Dall’altro, rivolgendo lo sguardo all’attualità, si può riflettere sull’impersonalità diffusa nel sistema sociale contemporaneo: durante il nostro cammino di vita, ci immergiamo costantemente in ciò che ci circonda, comprese le vicende altrui; d’altronde la curiosità è ciò che ha reso l’uomo un animale sociale, spingendolo a inserirsi nella collettività. Lo sviluppo comunitario è così andato avanti per secoli sino a giorni nostri; ora però siamo spesso travolti da una tempesta di informazioni diffuse ad altissima frequenza, le quali conducono inevitabilmente alla creazione di affermazioni altisonanti impiegate per dare vita a schieramenti d’opinione. L’effetto di quanto descritto è palesato dalla sempre più prominente impersonalità e incapacità di spirito critico rilevata nei cittadini, i quali vengono ridotti dai media e dal sistema a semplici pedine da sfruttare a discrezione del miglior offerente. Da ciò, l’immagine dell’uomo ben composto che conduce “calorosamente” il bambino (simbolo di inconsapevolezza e ingenuità) verso il suo tragico destino di alienazione.
Infine, per ciò che concerne l’esperienza avuta con l’AI, posso ritenermi piuttosto soddisfatto del risultato ottenuto: dal punto di vista compositivo, la richiesta enunciata nell’input è stata rispettata sin da subito, permettendomi di ottenere la versione finale dell’opera dopo 3 soli tentativi.

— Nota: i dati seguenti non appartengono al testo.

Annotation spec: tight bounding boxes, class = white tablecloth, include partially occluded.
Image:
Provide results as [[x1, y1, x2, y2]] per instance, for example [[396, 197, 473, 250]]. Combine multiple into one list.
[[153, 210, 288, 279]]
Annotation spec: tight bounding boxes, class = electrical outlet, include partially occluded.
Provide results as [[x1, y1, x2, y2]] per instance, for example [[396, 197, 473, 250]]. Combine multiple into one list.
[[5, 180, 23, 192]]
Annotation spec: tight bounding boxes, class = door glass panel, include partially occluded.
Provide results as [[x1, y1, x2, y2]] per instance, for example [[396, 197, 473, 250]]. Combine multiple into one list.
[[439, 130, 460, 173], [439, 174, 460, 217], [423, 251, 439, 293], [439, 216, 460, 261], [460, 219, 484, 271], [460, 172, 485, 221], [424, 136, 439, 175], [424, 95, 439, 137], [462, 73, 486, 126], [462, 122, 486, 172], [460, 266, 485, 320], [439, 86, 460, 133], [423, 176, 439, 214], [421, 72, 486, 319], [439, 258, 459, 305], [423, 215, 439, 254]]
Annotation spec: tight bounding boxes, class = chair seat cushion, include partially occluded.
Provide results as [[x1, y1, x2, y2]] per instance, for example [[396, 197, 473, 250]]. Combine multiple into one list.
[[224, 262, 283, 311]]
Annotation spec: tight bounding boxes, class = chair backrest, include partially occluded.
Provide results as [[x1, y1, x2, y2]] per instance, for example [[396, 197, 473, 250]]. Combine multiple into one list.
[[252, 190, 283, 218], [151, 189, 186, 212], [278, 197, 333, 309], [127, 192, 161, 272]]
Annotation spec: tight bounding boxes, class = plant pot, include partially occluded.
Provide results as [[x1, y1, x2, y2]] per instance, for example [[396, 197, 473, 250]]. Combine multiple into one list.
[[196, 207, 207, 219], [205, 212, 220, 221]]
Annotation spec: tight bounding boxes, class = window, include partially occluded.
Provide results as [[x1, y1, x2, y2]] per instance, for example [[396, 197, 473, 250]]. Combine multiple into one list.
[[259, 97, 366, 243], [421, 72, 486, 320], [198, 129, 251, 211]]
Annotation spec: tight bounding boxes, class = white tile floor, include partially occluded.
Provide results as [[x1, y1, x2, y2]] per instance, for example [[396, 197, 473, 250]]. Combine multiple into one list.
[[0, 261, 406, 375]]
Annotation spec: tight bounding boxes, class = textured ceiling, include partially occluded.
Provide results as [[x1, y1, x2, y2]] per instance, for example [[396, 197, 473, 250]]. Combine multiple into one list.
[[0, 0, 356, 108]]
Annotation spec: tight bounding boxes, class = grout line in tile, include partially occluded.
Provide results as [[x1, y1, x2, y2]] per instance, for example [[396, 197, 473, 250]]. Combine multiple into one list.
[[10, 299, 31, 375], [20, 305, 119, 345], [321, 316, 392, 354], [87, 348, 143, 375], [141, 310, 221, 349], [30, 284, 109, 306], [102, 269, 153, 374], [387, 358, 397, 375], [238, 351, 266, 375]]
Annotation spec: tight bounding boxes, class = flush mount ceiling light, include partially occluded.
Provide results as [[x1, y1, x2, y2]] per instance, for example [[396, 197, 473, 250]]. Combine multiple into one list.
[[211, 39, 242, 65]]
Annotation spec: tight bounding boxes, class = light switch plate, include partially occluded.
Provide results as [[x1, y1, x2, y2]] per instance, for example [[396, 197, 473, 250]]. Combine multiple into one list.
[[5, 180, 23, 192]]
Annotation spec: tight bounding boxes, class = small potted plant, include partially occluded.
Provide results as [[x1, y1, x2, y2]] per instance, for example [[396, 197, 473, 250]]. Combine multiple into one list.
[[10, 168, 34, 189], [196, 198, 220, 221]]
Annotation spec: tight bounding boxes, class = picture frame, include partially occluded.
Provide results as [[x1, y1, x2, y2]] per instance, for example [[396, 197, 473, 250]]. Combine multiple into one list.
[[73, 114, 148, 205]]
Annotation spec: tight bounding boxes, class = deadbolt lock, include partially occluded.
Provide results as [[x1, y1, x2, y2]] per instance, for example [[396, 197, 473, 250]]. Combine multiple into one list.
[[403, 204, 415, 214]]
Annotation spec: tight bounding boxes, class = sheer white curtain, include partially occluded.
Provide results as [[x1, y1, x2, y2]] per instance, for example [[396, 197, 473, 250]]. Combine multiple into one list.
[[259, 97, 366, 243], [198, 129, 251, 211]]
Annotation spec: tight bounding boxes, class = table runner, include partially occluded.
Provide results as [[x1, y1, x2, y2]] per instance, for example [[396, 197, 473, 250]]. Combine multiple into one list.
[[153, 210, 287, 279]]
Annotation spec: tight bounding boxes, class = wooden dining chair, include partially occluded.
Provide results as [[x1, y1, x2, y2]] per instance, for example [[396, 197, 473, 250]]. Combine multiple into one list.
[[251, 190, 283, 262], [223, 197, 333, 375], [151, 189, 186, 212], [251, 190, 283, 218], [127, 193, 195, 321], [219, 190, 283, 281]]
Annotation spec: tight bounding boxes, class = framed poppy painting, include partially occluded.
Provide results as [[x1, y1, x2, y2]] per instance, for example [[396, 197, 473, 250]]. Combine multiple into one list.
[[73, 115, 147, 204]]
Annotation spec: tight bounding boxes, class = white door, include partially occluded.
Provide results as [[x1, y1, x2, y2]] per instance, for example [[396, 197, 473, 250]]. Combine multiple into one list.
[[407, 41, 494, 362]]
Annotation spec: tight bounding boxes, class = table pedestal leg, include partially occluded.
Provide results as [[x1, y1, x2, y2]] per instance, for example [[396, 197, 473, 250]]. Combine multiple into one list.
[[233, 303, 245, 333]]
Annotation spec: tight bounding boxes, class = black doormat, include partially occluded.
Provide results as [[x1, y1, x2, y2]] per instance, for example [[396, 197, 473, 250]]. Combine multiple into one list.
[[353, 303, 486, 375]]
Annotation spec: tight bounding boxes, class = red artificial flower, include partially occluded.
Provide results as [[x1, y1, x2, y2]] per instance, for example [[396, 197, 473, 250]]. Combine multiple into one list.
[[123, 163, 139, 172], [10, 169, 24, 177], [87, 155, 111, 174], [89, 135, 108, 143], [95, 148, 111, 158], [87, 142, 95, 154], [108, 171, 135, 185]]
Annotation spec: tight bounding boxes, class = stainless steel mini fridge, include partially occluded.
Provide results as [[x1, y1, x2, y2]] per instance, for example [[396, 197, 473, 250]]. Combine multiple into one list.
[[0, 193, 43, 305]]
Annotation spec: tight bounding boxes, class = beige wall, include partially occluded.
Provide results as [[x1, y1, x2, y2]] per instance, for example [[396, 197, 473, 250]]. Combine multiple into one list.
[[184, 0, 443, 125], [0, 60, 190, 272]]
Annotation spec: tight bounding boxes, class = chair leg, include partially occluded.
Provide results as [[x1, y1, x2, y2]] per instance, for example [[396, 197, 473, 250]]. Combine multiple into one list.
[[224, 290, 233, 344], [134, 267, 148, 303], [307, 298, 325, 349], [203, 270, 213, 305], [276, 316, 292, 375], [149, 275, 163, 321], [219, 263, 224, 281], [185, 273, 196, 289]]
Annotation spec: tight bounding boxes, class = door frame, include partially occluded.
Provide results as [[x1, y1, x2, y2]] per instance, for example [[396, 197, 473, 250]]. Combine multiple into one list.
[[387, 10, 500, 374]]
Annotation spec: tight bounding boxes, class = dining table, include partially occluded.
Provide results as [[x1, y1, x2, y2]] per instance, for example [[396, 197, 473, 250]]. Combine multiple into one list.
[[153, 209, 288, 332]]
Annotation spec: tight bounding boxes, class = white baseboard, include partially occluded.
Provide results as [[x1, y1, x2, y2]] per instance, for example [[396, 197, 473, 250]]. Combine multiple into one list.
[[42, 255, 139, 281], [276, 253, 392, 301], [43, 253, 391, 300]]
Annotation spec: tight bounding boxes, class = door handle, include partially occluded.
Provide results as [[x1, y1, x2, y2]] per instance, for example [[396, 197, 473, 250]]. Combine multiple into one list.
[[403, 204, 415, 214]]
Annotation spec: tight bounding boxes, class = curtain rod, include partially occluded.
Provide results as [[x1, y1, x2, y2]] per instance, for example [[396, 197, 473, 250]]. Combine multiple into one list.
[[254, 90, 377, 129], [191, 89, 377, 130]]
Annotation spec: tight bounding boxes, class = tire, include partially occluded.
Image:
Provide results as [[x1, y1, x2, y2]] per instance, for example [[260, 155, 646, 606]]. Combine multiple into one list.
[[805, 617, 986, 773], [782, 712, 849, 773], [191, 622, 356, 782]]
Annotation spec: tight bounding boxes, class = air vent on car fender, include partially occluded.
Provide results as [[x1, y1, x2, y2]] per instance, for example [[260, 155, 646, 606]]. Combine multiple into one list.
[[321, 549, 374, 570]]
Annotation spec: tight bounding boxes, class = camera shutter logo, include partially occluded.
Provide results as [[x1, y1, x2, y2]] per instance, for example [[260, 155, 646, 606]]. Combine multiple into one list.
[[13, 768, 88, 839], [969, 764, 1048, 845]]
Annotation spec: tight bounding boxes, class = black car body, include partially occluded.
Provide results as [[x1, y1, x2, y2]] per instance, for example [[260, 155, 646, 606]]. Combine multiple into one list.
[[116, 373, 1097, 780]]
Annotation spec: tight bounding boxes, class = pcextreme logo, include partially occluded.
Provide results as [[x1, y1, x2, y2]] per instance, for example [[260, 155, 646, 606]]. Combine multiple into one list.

Sono state invece le caratteristiche tecniche a lasciarmi inizialmente in leggero disappunto, poiché parzialmente distanti dalla mia idea d’origine. Nonostante ciò, attraverso un’attenta ricerca di collegamenti e riferimenti, credo di essere riuscito a costruire una visione d’insieme coerente con i miei intenti iniziali: anche gli elementi attesi sono stati in grado di ispirare interpretazioni ambivalenti, permettendomi di arricchire notevolmente l’opera.